Tollerare che la guida di una delle istituzioni europee sia oggetto di una discriminazione perché donna (anche se ora qualche giustificazione sarà accampata per smentire questa lettura dell’episodio) può essere una metafora di peggiori concessioni. Offendersi, tutti, è pertanto la risposta corretta a un affronto che forse è proprio mirato a misurare la fermezza dell’interlocutore.
La delegazione europea si era presentata ad Ankara disposta a riallacciare un faticoso dialogo, reso impervio negli ultimi anni dall’espansionismo turco nel Mediterraneo – le trivellazioni in acque cipriote e greche e la penetrazione in Libia –, dalla dura repressione dell’opposizione interna e della minoranza curda e dal ricatto continuamente esercitato sul tema migranti. Il Paese asiatico ospita circa quattro milioni di profughi in prevalenza siriani in fuga dalla guerra, per i quali ha già ottenuto 6 miliardi di euro dall’Unione. Adesso vorrebbe una nuova tranche di finanziamenti per dare la garanzia di non aprire le frontiere e fare partire i migranti verso l’Europa. In cambio di questo 'filtro' altre contropartite potrebbero arrivare da Bruxelles nel summit programmato per giugno. Se non ci offendiamo per lo sgarbo, significa che di Erdogan abbiamo bisogno fino a quel punto?

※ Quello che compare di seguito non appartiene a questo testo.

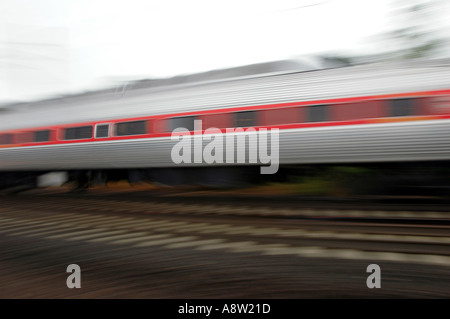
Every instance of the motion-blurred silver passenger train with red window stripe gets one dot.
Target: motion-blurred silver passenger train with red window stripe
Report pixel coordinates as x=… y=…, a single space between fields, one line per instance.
x=378 y=115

Il progetto di ingresso della Turchia nella Ue è oggi ormai tramontato, eppure sembra sbagliata anche la disponibilità a forme rafforzate di partnership davanti a un interlocutore che non accetta – anzi, ribadisce pubblicamente di rifiutare – valori e obiettivi a noi cari, a partire dal rispetto delle donne.

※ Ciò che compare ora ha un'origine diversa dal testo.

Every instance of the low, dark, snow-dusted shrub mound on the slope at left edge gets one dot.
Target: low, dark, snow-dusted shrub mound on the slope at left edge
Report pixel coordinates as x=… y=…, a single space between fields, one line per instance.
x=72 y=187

Nel giorno in cui il premier pachistano Imran Khan ha ricondotto la crescita degli stupri nel suo Paese al modo volgare di vestire delle donne, che creano tentazioni negli uomini, offendersi è la reazione adeguata, non soltanto emotiva e transitoria, ma come atteggiamento che guida una giustificata e ferma risposta. Come quella che, per esempio, l’Europa ha dato alla Cina sulla persecuzione degli uighuri nello Xinjiang, varando sanzioni che hanno punto sul vivo Pechino. A dimostrazione che l’Unione prende sul serio la difesa dei diritti umani nel mondo. La capacità di offendersi può costituire lo stimolo per essere sempre coerenti e non cedere all’opportunismo che qualche volta induce a sopportare in silenzio. Era già accaduto all’inizio di febbraio con l’Alto rappresentante per la politica estera Josep Borrell, preso a male parole durante un viaggio a Mosca, mentre la Russia, senza avvertirlo, espelleva alcuni diplomatici comunitari.
Anche allora nessuna indignazione manifesta. Un segnale di debolezza, forse sperando che fare finta di nulla e non rompere gli equilibri paghi più di una reazione piccata. Le relazioni internazionali non si fanno con clamorosi abbandoni di un vertice delicato, è ovvio. Ma una diplomazia efficace e di cui essere orgogliosi – ecco un altro sentimento del quale sentiamo talvolta la mancanza – passa dal sapersi offendere nel modo giusto. 'Signor presidente Erdogan, serve una poltrona per la presidente Von der Leyen. Subito'.